Wie kann man also dafür sorgen, dass nicht zu viele Tore geschossen werden, aber die Spiele trotzdem spannend bleiben, und die Mannschaft mit den meisten Toren deutscher Meister wird?

Kann man Kontingente verteilen? Dürfen die Mannschaften Torschussrechte einkaufen, die der DFB verkauft? Pfeift man die Bundesliga einfach ab, wenn das Limit erreicht ist? Erklärt man Spiele einfach für schöner und sehenswerter, wenn weniger Tore fallen? Gibt es Limits von Toren pro Spiel? Oder pro Mannschaft? Hmm.

An dem Beispiel sollte klar werden, dass die Idee, die erzielbaren Tore, die Leistung oder den Output insgesamt zu begrenzen, zu der Idee des Wettbewerbs nicht gut passt. Der Wettbewerb hat im Grunde keinen anderen Sinn, als aus jedem Wettbewerber das meiste herauszuholen. Wenn man das nun irgendwie begrenzen muss, steht man im Wettbewerb gleichzeitig mit dem Fuß auf dem Gas und auf der Bremse.

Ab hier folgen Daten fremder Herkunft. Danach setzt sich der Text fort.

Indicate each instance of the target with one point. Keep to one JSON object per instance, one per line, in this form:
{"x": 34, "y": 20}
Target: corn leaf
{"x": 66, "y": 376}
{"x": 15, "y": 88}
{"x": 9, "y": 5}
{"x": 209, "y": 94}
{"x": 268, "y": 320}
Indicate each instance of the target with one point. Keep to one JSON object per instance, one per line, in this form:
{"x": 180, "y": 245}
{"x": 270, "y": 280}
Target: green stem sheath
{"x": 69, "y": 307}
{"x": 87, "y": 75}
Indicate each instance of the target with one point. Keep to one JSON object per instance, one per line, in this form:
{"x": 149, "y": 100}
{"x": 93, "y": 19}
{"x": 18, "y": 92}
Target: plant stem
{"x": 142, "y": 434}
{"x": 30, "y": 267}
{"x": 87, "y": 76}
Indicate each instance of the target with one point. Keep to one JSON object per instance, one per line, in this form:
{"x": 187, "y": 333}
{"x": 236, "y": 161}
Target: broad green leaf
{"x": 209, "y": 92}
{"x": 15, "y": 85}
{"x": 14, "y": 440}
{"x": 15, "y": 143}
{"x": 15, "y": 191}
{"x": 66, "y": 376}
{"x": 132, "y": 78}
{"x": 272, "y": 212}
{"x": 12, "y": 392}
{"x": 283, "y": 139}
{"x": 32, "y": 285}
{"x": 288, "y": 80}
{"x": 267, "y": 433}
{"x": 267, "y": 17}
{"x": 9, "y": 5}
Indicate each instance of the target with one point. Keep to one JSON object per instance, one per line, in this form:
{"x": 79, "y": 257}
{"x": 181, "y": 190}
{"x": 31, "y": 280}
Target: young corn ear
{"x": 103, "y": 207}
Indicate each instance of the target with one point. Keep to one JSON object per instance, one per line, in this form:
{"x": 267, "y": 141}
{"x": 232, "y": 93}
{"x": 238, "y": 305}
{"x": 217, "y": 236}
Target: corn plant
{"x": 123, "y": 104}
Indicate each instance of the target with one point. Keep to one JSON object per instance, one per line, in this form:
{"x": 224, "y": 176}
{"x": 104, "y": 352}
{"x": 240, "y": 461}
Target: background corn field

Genau so ist die Situation in unserer Wettbewerbswirtschaft. Hier ist die Idee des Wettbewerbs genau die, aus jedem Wettbewerber das meiste herauszuholen. Das meiste sind dann in der Regel die meisten Produkte pro Kopf einer Firma, oder pro Firma, und zum besten Preis. Der Sieger kriegt zwar keinen Pokal, aber den größten Marktanteil, und das meiste Geld in die Kasse.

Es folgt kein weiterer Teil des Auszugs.